James Short

Personal information
- Full name: John James Short
- Date of birth: April 1896
- Place of birth: Hucknall, England
- Position: Forward

Senior career*
- Years: Team / Apps / (Gls)
- Arnold St Mary's
- 1916–1917: Lincoln City / 0 / (0)
- 1917–1919: Notts County / 0 / (0)
- 1919–1920: Birmingham / 16 / (10)
- 1920–1922: Watford / 21 / (7)
- 1922–1923: Ilkeston United
- 1923–1924: Norwich City / 11 / (3)
- 1924–192?: Newark Town
- Grantham Town

= James Short (footballer) =

English footballer

John James Short (April 1896 – after 1927) was an English professional footballer who scored 20 goals in 48 appearances in the Football League playing for Birmingham, Watford and Norwich City. He played as an inside forward or centre forward.

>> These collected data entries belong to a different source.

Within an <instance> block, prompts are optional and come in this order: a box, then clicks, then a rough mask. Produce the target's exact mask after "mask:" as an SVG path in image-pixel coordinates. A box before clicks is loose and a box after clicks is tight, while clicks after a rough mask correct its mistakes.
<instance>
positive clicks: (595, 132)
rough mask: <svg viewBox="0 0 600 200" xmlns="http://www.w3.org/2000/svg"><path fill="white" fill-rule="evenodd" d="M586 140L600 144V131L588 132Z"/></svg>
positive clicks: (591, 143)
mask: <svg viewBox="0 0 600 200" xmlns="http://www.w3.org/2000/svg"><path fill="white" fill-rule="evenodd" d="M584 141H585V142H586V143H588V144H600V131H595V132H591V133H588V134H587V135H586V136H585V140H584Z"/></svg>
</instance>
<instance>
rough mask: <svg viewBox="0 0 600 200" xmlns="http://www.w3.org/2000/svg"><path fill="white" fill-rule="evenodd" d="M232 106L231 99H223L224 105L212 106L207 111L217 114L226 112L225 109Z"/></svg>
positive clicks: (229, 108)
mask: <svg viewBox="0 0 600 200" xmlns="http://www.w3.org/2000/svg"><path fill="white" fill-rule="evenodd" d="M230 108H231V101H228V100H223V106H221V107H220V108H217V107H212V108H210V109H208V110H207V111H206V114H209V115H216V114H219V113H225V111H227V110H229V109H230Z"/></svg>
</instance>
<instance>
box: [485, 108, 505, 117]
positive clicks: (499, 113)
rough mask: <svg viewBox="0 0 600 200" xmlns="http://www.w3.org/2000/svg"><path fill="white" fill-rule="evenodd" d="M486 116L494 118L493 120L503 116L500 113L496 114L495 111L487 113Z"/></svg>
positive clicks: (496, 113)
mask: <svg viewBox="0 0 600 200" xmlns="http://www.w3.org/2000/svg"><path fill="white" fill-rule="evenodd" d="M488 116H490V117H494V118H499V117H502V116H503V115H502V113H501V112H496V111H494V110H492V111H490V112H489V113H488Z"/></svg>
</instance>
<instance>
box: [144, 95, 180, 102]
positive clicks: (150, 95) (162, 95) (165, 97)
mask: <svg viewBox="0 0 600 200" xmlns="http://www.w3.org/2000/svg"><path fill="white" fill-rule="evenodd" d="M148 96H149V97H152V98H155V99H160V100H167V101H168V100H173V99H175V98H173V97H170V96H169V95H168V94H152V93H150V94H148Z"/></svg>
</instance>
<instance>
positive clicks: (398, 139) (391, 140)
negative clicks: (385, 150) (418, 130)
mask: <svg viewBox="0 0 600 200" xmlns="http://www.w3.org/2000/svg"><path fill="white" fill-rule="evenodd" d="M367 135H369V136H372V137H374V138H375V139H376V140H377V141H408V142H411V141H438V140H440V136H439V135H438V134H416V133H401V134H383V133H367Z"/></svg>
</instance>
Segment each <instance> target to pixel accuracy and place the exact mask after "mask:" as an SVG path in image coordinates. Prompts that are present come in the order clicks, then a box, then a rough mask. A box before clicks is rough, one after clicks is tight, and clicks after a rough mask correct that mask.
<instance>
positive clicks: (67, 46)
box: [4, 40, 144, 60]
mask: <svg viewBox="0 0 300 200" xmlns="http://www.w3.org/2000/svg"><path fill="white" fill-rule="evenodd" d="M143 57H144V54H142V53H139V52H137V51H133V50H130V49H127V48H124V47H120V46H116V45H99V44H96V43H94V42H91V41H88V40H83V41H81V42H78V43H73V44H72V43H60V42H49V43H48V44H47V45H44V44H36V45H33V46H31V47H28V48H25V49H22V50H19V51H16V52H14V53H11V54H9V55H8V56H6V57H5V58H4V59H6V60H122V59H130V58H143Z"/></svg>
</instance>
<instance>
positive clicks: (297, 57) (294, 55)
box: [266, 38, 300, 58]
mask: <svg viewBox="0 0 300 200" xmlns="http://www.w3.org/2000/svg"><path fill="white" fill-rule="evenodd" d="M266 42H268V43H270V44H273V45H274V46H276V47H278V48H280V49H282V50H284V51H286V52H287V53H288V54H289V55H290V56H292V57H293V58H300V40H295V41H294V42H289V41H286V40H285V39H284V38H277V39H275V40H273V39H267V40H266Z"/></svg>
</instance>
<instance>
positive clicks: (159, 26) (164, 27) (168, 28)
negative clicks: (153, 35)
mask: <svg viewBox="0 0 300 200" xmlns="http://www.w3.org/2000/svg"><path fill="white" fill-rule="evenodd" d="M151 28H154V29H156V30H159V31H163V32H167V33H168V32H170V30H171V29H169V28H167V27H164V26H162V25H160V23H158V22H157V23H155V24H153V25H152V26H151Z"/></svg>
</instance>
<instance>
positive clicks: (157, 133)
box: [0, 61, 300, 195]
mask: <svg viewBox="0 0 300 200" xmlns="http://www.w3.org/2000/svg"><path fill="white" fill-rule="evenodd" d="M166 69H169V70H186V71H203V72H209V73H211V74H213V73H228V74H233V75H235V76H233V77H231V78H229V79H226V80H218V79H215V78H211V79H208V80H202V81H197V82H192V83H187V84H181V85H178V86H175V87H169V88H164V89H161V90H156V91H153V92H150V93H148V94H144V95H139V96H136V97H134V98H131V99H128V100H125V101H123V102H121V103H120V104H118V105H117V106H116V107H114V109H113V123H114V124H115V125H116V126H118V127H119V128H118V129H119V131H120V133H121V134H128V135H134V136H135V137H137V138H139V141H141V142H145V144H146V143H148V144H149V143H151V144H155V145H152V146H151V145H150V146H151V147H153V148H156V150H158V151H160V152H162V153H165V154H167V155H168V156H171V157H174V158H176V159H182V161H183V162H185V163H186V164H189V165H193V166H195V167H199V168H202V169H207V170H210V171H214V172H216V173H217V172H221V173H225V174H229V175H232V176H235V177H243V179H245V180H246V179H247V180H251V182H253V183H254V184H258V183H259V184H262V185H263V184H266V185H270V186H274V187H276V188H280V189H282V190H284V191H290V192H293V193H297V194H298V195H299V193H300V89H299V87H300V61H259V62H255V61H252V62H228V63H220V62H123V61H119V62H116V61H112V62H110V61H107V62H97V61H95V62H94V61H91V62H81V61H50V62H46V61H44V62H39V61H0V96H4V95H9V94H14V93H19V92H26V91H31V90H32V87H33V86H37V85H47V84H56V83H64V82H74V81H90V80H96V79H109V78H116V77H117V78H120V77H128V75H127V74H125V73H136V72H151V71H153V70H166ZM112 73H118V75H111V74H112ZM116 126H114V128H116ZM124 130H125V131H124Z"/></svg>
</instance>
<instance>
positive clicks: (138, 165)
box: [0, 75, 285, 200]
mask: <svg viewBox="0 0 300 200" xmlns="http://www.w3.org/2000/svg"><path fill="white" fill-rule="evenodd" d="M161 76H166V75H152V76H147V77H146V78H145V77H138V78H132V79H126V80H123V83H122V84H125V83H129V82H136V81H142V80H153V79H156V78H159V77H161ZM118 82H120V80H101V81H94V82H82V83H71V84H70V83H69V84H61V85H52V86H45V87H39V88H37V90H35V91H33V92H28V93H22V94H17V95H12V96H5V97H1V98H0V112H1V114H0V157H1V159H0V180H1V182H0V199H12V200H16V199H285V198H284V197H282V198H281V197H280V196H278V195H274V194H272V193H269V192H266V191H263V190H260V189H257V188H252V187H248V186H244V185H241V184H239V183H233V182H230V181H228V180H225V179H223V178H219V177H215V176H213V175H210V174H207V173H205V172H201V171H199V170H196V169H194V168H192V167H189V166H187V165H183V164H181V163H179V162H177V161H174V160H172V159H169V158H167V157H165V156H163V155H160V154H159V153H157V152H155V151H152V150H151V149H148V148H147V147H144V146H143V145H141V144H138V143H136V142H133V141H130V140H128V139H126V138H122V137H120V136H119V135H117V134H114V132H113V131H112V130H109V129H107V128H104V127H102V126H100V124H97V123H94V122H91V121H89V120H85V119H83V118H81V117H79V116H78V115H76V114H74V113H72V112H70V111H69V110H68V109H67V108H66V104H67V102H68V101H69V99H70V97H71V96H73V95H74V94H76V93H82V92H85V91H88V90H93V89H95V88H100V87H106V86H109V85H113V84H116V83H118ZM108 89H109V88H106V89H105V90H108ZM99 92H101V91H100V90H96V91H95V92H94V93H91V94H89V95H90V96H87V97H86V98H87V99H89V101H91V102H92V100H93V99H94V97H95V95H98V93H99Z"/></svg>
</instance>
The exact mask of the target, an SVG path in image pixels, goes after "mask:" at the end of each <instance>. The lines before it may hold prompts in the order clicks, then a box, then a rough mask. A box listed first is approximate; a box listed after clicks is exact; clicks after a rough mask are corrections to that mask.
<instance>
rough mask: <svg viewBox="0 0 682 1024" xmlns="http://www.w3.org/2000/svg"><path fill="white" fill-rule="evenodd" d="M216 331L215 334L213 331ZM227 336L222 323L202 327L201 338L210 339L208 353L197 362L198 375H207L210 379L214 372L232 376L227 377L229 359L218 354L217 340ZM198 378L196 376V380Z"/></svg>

Short was born in Hucknall, Nottinghamshire. During the First World War, he played for Lincoln City and Notts County; he scored 20 goals in 42 wartime games for the latter and was highly rated. After the war he joined Birmingham of the Football League Second Division, for whom he scored on his debut on 1 November 1919, in a 2–1 win at West Ham United, and followed up with another seven goals in the next six games. Short moved on to Watford at the end of the 1919–20 season, and later played for Norwich City in the Football League and Ilkeston United, Newark Town and Grantham Town outside it.

He is described as a fine goalscorer whose career was badly affected by wounds received during the war.